Last year a series of unfortunate events rocked my world. Normal stuff everyone deals with like hosting a birthday party, surviving the holidays, falling on my face while running my dogs. But something was different. Did I hit my emotional bottom? Maybe the utter lunacy this illness forces one to live with day in and day out pushed me over my tipping point? Perhaps I healed enough from the strokes my true personality started to rear it's impatient head and didn't like what it saw? I can't say it was one thing. More like a paradigm shift of epic proportions enveloped me. I'd had enough. Stop the bus, I need to get off. I couldn't take one more round of the Fibro cycle. That push-crash-push-crash-push-crash nightmare of unmet expectation and constant disappointment. Waking up every morning either flaring or angry, because I knew by the end of the day the other would have taken over.

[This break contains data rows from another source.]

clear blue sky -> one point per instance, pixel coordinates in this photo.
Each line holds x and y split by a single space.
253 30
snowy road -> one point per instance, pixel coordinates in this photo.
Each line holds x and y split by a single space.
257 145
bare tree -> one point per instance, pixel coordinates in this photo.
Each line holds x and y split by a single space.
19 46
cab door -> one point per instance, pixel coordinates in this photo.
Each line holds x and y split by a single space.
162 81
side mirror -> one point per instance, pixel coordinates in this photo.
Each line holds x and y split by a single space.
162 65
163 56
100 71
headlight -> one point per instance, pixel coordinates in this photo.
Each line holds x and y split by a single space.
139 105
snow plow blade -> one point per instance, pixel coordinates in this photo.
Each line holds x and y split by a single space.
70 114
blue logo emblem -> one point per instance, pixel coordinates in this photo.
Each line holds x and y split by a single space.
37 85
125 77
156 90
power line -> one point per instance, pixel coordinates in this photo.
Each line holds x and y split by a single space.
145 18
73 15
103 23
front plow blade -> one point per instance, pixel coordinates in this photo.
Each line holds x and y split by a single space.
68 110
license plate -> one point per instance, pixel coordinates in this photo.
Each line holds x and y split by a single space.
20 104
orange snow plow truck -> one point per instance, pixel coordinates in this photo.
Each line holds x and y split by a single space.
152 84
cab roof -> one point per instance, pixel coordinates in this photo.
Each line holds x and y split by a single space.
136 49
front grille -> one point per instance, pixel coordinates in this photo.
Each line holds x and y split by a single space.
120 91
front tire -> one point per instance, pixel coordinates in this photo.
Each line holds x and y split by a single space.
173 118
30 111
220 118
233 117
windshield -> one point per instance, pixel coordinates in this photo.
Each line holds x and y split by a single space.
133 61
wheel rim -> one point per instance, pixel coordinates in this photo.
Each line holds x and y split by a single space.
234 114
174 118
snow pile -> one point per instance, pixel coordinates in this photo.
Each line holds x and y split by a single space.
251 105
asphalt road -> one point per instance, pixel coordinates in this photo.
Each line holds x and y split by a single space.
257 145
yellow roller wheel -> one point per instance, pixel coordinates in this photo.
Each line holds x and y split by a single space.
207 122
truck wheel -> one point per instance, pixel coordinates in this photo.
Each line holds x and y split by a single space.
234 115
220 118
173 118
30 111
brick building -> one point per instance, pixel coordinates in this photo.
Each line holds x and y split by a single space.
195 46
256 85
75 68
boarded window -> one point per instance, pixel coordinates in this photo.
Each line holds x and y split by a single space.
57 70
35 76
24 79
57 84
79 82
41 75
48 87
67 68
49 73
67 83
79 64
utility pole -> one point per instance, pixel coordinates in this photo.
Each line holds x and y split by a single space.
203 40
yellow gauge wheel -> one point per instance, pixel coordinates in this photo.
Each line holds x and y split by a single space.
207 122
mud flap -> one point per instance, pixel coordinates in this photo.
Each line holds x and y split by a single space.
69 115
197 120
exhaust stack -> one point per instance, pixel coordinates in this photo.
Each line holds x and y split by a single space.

That funny thing called clarity smacked me upside the head and I knew I couldn't do one more tango on that dance floor. For the first time in my life I took responsibility for even standing in the ballroom in the first place. Yeah maybe others told me to foxtrot, encouraged me to two-step, got mad if I didn't cha-cha with their equal fervor. But ultimately at the end of the day none of that mattered. What was important? How I neglected me, my heart and soul, as penance for getting sick. Repetitively assaulting myself by believing I wasn't worth more than being...a disappointment.

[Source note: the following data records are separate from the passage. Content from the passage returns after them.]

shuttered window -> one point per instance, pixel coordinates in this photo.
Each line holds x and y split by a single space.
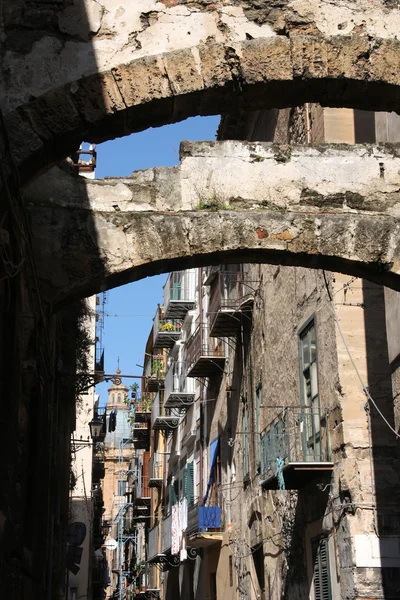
257 436
320 557
172 495
245 457
121 487
188 483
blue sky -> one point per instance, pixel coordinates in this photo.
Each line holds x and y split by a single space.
125 336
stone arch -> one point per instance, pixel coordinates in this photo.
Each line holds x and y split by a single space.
267 72
260 203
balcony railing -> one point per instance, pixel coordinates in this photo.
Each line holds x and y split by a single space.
203 519
295 448
155 372
165 331
179 294
179 390
203 356
166 535
142 492
153 546
98 469
156 470
142 408
230 295
160 417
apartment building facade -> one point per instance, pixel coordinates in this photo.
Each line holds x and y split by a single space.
273 448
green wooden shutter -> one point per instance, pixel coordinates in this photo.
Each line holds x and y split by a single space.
322 584
257 427
245 444
171 496
185 482
190 483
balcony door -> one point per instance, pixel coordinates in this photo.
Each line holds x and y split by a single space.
310 420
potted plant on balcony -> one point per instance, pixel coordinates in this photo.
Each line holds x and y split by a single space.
167 327
134 390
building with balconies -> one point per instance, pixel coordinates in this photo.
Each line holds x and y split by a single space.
205 356
180 294
165 331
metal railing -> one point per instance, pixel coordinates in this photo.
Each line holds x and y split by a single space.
156 466
200 344
155 366
203 518
142 489
166 533
180 287
154 536
176 381
157 410
165 326
99 360
228 292
297 434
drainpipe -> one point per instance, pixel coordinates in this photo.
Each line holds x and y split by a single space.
202 404
228 465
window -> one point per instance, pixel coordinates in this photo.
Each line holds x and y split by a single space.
258 559
173 494
188 483
121 487
257 437
245 444
308 360
311 419
321 574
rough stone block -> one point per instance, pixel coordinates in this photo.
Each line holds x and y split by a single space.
266 59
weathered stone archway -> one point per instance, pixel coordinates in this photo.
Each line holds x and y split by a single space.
334 207
112 69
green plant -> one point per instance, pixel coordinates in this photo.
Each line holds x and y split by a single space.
167 327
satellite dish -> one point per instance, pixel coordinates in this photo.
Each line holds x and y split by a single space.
111 544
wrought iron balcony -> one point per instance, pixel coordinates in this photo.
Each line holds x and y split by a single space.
99 362
179 294
98 469
153 551
230 296
204 525
142 493
160 417
166 534
154 372
179 391
142 409
165 331
295 448
204 356
156 470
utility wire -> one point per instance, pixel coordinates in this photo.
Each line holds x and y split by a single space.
364 387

So I set out to change. I couldn't wave a wand and make my illnesses disappear, but with lifestyle management I sure could minimize their impact on my quality of life. It's hard to change direction when you think you're stuck on a train track barreling full speed ahead. Like everything else in my life since I got sick my efforts were slow, hard, painful and arduous. The only way I saw the possibility of living a successful life was to stop caring about what everyone else thought/expected/wanted. The few principle relationships in my life became my focus and the rest ceased to be more important to me than me. I don't like being unpopular and my new practice wasn't well received, for a bit. Oddly enough they got over it pretty quick. Which was good, but funny, because the whole point was I wasn't supposed to care anymore.

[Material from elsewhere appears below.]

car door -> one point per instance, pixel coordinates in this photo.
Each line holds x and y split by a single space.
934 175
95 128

Day by day I made choices by considering the outcome first. If it sabotaged me, I didn't do it. I felt terribly selfish initially, fueled by progress's biggest aggressor, guilt. It is now, half a year later, so obvious what I needed to do. How I didn't see it sooner mystifies me. Comparing my output and lifestyle with healthy people, or even expecting them to understand my reality, seems completely ridiculous now. And I've discovered that havoc-inducing guilt is but a silly indulgence. See the point wasn't to hole myself up in a cocoon where I could strike out at the attacks of life like a self-absorbed twit. The purpose of all this was to retreat, improve, and come back out again. Able to engage in this thing called life in ways that don't make me sick. And it really does feel that simple.